Eu havia decaído a um nível que já não havia mais permissões a serem pedidas, nos enroscamos feito serpentes nos corpos um do outro, rasgando as roupas que nos cobriam e juntos experimentamos todas as vertentes da luxuria ali mesmo, sem se importar com aqueles que inevitavelmente nos viam.
Asmodeus, esse era o nome daquele com quem eu cometia concupiscências no rubro chão acarpetado, beijou-me novamente no pescoço, descendo sua língua pelo meu torso, ao encontro dos róseos mamilos que eu sustinha rijos, delineados pelos inúmeros anos em que eu freqüentara a academia.
Mordico-os lentamente, depois com mais força, levando-me a um prazer nunca antes sentido em momento algum de minha vida, mas aquele momento estava apenas começando e quanto mais sua avermelhada boca de veludo descia pela minha barriga em direções mais sensíveis ao prazer, mais minha respiração entrecortada se tornava pesada e minhas fortes pernas prendiam seu corpo com mais força ao meu.
Terminando de me enrijecer e fazendo-me ter espasmos involuntários de desejo ele pousou uma forte mão em meu peito e subiu em meu ventre, executando com maestria movimentos rítmicos.
No entanto, aquele momento que em vida parecia explodir em seu ápice em não mais do que dez minutos, em morte não havia limites, levando-me para além do orgasmo, para um mundo em que nunca estive e — sabia — nunca estaria de novo depois que o corpo de Asmodeus por fim me abandonasse.
Ele, é claro, não fazia quaisquer menções de que desejava fazer aquilo, largando meu ventre e correndo novamente com sua boca pelo meu corpo em direção ao meu pescoço, mordendo-o com desejo, puxando meu corpo para perto do meu pela minha cintura. Subiu um pouco mais para morder a ponta de minha orelha e depois passando lentamente sua língua por ela.
Meu ponto fraco.
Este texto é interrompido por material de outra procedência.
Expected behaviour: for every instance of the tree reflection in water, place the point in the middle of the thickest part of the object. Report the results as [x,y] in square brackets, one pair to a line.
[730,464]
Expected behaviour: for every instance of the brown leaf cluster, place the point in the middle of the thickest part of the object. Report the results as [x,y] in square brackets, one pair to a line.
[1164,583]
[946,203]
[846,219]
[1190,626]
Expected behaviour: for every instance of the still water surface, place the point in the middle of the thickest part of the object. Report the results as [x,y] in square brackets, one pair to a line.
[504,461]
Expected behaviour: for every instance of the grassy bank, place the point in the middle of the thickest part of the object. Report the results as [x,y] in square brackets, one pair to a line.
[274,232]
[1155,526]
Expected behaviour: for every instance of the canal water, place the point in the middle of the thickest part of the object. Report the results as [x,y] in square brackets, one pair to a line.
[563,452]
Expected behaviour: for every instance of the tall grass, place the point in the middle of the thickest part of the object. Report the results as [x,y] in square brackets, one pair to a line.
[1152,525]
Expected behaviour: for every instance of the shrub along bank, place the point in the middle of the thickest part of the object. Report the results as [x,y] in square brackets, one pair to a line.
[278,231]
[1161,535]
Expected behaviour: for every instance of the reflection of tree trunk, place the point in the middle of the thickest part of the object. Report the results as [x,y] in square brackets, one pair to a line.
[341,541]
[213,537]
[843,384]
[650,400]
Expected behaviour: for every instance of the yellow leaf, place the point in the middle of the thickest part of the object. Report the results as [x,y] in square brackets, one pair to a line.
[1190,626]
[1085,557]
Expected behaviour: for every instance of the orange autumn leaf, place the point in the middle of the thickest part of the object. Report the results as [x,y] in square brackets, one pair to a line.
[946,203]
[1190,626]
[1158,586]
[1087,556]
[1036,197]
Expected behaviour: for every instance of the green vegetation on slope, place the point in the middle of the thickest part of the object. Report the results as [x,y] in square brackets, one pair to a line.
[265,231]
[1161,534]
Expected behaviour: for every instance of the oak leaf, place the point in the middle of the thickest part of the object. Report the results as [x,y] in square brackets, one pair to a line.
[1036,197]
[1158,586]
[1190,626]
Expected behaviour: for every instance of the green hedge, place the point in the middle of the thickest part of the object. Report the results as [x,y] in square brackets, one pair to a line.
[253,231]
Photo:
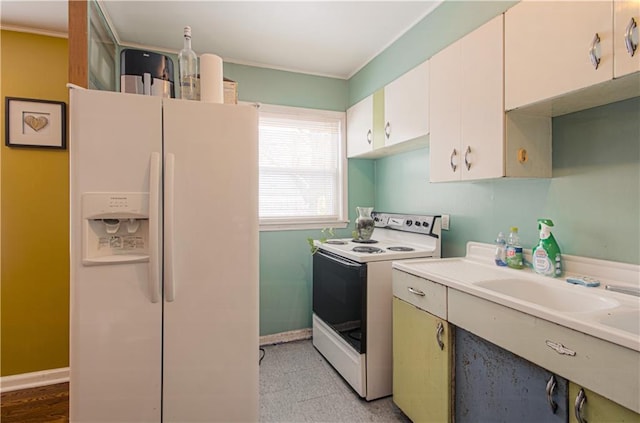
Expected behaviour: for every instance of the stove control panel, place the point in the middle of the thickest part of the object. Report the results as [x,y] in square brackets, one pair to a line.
[421,224]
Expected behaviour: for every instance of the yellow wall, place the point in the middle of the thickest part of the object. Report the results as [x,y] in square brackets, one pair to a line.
[34,214]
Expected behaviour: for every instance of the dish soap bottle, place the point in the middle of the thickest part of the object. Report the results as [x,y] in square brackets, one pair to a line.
[501,253]
[514,250]
[546,255]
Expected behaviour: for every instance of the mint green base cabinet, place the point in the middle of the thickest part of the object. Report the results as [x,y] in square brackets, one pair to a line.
[421,364]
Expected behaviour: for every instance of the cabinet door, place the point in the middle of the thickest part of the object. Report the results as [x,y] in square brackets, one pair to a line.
[482,104]
[547,45]
[421,369]
[406,106]
[625,26]
[494,385]
[445,114]
[360,127]
[597,409]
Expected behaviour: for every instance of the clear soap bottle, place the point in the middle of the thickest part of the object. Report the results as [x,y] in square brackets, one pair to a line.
[188,66]
[514,250]
[501,250]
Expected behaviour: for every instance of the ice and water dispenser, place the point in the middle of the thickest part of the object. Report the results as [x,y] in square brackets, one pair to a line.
[115,228]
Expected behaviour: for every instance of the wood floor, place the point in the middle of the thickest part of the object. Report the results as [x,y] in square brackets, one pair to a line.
[44,404]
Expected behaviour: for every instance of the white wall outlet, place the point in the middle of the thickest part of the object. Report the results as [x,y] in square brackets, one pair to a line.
[445,222]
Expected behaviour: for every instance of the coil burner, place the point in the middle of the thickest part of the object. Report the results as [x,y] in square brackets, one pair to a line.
[371,250]
[364,241]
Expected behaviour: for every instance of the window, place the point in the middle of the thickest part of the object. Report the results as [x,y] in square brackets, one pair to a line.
[302,168]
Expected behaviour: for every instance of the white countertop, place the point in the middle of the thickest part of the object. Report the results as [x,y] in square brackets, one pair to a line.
[466,274]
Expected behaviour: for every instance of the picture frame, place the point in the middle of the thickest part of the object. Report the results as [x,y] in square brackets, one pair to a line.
[35,123]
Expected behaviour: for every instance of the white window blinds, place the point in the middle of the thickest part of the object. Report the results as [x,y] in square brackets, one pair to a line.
[301,164]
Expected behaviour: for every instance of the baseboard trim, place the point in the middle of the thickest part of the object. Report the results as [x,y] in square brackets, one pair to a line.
[279,338]
[53,376]
[34,379]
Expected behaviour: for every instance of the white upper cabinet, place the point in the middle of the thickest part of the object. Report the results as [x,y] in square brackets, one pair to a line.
[393,119]
[406,106]
[360,128]
[467,109]
[556,47]
[626,53]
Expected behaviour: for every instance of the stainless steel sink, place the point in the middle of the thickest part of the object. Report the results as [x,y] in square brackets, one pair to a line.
[546,295]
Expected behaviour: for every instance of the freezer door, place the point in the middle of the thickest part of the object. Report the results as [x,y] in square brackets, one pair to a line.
[211,331]
[115,331]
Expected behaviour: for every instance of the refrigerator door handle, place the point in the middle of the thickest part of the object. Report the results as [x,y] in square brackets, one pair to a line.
[154,227]
[169,280]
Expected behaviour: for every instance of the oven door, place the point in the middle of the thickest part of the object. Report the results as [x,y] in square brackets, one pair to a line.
[339,296]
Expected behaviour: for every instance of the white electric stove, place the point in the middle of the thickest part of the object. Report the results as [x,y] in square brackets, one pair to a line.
[352,296]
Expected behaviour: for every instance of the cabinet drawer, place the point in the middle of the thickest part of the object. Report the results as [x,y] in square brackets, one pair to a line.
[422,293]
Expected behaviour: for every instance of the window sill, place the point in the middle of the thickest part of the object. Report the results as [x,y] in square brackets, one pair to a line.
[297,226]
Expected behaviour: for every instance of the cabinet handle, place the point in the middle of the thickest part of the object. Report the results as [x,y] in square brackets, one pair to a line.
[453,165]
[416,292]
[629,41]
[439,332]
[551,387]
[467,163]
[581,398]
[594,51]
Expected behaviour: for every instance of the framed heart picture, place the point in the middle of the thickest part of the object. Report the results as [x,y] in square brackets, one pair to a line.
[35,123]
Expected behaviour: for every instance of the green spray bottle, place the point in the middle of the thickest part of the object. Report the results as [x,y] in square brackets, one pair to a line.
[546,255]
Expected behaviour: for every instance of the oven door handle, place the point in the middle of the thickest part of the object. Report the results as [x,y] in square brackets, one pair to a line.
[346,263]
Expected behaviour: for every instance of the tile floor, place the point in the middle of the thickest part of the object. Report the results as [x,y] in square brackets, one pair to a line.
[298,385]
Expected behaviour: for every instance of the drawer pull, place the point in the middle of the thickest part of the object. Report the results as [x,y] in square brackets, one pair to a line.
[454,153]
[629,41]
[551,387]
[594,51]
[581,398]
[559,348]
[439,332]
[467,163]
[416,291]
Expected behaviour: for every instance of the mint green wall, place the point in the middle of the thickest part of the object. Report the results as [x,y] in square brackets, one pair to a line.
[596,172]
[285,262]
[288,88]
[446,24]
[593,197]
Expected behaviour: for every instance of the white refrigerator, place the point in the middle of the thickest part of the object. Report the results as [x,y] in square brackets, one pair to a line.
[164,260]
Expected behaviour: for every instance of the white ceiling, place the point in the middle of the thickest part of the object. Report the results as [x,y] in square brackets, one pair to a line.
[330,38]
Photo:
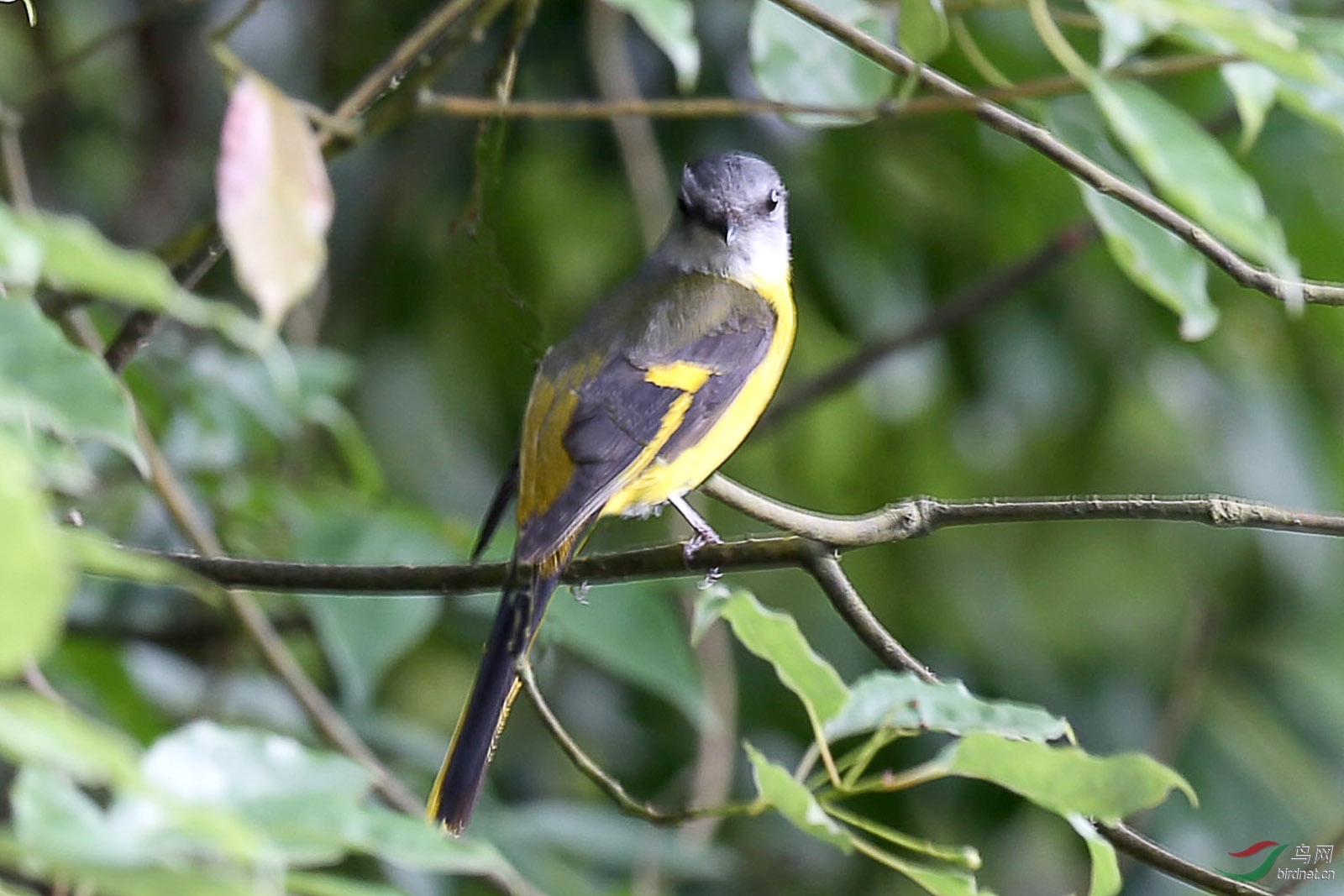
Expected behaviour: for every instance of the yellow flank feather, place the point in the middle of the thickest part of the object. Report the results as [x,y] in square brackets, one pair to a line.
[546,466]
[655,479]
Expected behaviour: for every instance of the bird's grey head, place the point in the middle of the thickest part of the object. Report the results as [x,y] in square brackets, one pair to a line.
[732,219]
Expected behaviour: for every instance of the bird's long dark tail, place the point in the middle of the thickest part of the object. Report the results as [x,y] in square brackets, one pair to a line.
[496,684]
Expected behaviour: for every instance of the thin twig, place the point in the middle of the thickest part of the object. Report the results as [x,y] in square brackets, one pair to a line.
[609,56]
[206,248]
[1131,842]
[11,156]
[948,315]
[387,76]
[605,782]
[1073,161]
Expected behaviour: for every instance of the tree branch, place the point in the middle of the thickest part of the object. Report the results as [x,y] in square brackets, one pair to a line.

Ali, naquele momento, num raro momento de iniciativa empurrei-o e subi em seu corpo, mordendo cada parte de seu abdômen duríssimo, subindo por seu peito forte e seus ombros largos até seus lábios que eu tanto desejava provar novamente.
Seus lábios tinham gosto de verão e jambo tirado do pé ou tinham gosto de chuva durante uma tempestade. De fato, ele tinha o gosto de todos os amantes que já tive e aqueles que eu deveria ter tido, mas que o destino tomou de mim sem que eu percebesse.
Então, sem dar aviso, ele virou-me apertou com força minhas nádegas, invadindo-as totalmente sem pudor, tomando meu corpo como sendo seu, uma, duas, três, duzentas e quarenta e duas vezes, até por fim saciar sua vontade e dar-se para mim, para que então eu saciasse a minha.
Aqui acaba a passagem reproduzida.